3 Medical Women and Professional Societies
The struggle between the American Medical Association and the American Women’s Medical Association during the Sheppard–Towner debates of the 1920s alerted historian Kristin Barker to a particularly fruitful means for investigating gendered differences in the conception of profession. She summarised this technique as looking for ‘gender alliances and gender fractures in intra- and inter-professional jurisdictional disputes’.Footnote 27 One of the objectives of professional associations is to establish professional boundaries and, as Barker suggested, ‘gender within these professions can influence the shape of the boundaries’.Footnote 28 The present investigation reinforces Barker’s point. Examining and comparing women’s and men’s experiences of membership in professional associations – in both their regulatory and social functions – allows us to assess the extent to which ‘medical women’ were defined as a group, identifiably different from their male colleagues, or whether there were diversities among medical women equivalent to those among medical men.

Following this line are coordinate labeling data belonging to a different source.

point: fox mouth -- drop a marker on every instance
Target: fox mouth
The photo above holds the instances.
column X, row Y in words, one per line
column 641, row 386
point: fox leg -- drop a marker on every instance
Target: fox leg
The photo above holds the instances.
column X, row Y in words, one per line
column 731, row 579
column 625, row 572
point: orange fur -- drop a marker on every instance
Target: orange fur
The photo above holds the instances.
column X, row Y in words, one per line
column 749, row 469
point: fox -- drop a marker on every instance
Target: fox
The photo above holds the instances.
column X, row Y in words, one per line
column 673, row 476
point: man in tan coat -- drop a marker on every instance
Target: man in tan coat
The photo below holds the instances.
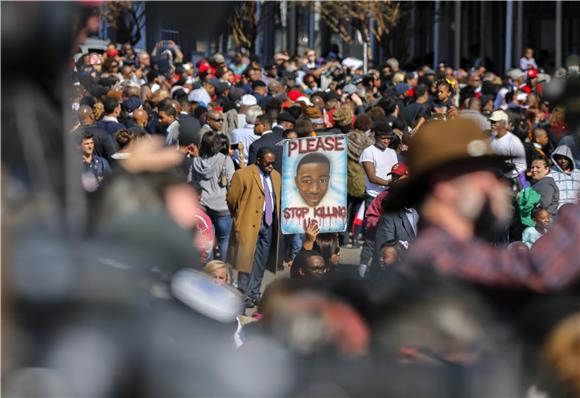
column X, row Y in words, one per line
column 254, row 203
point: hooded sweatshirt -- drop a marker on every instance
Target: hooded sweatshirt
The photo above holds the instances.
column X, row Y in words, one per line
column 549, row 194
column 568, row 182
column 206, row 171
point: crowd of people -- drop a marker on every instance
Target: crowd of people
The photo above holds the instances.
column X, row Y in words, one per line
column 462, row 196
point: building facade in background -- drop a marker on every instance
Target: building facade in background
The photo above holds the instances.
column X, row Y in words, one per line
column 461, row 33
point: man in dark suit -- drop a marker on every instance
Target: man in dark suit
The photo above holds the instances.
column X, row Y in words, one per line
column 395, row 226
column 109, row 122
column 401, row 226
column 285, row 121
column 254, row 203
column 105, row 146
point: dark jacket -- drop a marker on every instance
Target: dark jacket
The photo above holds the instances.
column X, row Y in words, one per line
column 392, row 226
column 110, row 127
column 269, row 140
column 105, row 145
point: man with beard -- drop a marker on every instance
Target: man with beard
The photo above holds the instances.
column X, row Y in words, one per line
column 463, row 202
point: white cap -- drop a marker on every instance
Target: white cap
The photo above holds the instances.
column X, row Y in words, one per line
column 306, row 100
column 248, row 100
column 522, row 97
column 499, row 116
column 196, row 96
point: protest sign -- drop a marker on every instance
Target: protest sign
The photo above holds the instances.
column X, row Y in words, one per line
column 314, row 173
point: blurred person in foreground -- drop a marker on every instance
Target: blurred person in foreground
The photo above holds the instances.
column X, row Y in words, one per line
column 463, row 202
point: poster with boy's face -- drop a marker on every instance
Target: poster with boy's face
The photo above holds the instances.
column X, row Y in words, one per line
column 314, row 172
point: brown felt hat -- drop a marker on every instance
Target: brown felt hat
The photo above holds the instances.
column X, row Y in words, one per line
column 457, row 145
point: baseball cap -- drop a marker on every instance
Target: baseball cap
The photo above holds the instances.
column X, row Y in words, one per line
column 532, row 73
column 498, row 116
column 219, row 59
column 248, row 100
column 286, row 117
column 399, row 169
column 214, row 82
column 294, row 94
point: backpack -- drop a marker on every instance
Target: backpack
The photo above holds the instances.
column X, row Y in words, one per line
column 356, row 181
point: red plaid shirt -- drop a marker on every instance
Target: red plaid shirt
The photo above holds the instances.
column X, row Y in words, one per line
column 552, row 264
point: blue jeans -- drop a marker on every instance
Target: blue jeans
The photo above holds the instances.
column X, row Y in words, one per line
column 223, row 226
column 293, row 245
column 250, row 283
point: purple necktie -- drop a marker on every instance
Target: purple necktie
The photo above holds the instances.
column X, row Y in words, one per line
column 268, row 201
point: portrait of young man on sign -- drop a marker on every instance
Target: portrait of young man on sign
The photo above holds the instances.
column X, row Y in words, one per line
column 314, row 184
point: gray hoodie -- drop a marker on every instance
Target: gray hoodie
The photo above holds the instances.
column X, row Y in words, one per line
column 206, row 171
column 568, row 182
column 549, row 193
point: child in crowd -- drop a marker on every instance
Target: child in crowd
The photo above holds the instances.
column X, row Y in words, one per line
column 219, row 271
column 542, row 219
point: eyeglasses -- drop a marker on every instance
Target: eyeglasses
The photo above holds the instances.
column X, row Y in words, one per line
column 319, row 270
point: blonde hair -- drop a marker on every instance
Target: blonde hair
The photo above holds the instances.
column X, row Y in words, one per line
column 214, row 265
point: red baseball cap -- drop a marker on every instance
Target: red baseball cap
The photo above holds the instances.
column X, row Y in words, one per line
column 400, row 169
column 294, row 94
column 532, row 73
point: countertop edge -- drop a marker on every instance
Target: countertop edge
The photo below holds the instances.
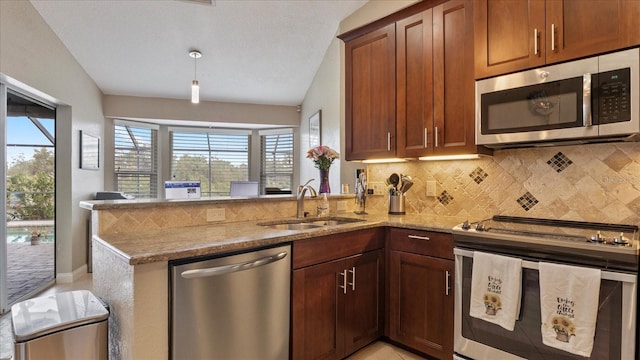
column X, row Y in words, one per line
column 268, row 238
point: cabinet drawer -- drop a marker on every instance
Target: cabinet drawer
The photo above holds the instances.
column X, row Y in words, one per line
column 331, row 247
column 422, row 242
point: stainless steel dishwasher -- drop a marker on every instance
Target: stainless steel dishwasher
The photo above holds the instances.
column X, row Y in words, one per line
column 232, row 307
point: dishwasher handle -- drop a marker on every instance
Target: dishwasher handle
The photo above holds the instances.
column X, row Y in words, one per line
column 226, row 269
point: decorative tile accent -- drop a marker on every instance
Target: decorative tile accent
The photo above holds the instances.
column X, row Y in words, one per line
column 527, row 201
column 559, row 162
column 478, row 175
column 593, row 178
column 445, row 198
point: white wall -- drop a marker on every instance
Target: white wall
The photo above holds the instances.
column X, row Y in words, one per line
column 327, row 93
column 34, row 60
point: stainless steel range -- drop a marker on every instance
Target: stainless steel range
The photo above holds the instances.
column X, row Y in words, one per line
column 613, row 248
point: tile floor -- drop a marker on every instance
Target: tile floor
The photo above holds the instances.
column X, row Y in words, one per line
column 376, row 351
column 383, row 351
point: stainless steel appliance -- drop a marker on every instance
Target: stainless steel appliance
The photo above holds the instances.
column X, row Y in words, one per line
column 592, row 99
column 232, row 307
column 609, row 247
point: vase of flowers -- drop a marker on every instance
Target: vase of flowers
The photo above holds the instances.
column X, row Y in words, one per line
column 323, row 157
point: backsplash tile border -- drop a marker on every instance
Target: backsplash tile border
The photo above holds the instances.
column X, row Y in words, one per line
column 594, row 182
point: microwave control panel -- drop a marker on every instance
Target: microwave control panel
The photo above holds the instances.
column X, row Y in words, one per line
column 614, row 100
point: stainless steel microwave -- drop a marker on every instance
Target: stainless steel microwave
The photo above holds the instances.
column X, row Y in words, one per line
column 589, row 100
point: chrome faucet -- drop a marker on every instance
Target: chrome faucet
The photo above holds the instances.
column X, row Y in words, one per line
column 302, row 189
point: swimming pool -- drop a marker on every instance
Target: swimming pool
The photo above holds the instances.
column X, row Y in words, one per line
column 23, row 235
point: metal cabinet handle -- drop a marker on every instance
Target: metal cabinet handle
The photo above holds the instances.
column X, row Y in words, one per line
column 353, row 278
column 225, row 269
column 447, row 279
column 344, row 281
column 587, row 120
column 426, row 139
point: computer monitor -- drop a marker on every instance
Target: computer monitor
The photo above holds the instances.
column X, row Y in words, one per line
column 244, row 188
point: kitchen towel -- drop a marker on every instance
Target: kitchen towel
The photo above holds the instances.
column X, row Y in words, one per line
column 496, row 288
column 569, row 307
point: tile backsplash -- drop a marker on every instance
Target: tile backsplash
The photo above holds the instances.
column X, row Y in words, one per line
column 595, row 182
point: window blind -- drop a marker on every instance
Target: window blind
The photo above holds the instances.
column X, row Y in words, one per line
column 135, row 154
column 276, row 165
column 214, row 158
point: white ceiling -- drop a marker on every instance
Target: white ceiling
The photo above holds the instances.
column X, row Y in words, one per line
column 253, row 51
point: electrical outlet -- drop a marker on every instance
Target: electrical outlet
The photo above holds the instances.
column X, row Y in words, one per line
column 215, row 215
column 431, row 188
column 377, row 187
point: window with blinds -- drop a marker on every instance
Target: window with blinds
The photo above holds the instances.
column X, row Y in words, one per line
column 276, row 165
column 135, row 157
column 214, row 157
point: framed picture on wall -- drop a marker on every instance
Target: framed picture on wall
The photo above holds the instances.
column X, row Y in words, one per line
column 315, row 124
column 89, row 151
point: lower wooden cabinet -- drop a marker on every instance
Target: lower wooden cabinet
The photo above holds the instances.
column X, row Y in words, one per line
column 421, row 300
column 337, row 305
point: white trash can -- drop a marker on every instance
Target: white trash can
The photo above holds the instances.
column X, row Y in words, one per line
column 67, row 325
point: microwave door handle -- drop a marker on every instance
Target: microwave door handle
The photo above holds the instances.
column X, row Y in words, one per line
column 587, row 117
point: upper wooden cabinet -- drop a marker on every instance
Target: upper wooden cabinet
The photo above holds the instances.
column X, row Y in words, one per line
column 414, row 62
column 370, row 95
column 412, row 95
column 512, row 35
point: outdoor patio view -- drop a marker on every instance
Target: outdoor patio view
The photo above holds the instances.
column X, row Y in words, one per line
column 30, row 202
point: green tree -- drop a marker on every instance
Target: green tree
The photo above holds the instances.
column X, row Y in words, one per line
column 31, row 187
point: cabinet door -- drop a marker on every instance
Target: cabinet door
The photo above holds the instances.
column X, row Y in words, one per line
column 421, row 303
column 414, row 85
column 363, row 301
column 370, row 95
column 316, row 310
column 454, row 84
column 509, row 36
column 582, row 28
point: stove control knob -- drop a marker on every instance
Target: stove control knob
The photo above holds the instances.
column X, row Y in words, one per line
column 597, row 237
column 465, row 225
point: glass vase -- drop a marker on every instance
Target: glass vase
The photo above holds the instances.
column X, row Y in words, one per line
column 324, row 181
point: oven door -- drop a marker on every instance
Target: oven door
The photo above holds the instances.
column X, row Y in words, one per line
column 535, row 105
column 478, row 339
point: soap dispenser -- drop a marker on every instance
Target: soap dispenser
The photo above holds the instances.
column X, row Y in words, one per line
column 323, row 207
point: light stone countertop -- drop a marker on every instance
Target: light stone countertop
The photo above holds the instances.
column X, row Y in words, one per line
column 179, row 243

In the Australian colonies BMA membership was available to women almost simultaneously with the awarding of medical degrees to women. To understand how this happened we need first to consider women’s place in the BMA in Britain, although the regional branch structure of the association in Australia also needs to be kept in mind. For while operating as colonial branches, the membership often represented itself in nationalist terms. Nevertheless, joining occurred at the branch, not the national, level. So while New South Wales was the largest and possibly most influential branch of the BMA in Australia, through its control of the Australasian Medical Gazette, each colonial (later state) branch demonstrated these conflicting loyalties between local or national issues and imperial policies.Footnote 29 Some of the impetus for the British association to (re)admit women members came from the lobbying by prominent medical men in Australia – even if their views were by no means widely shared.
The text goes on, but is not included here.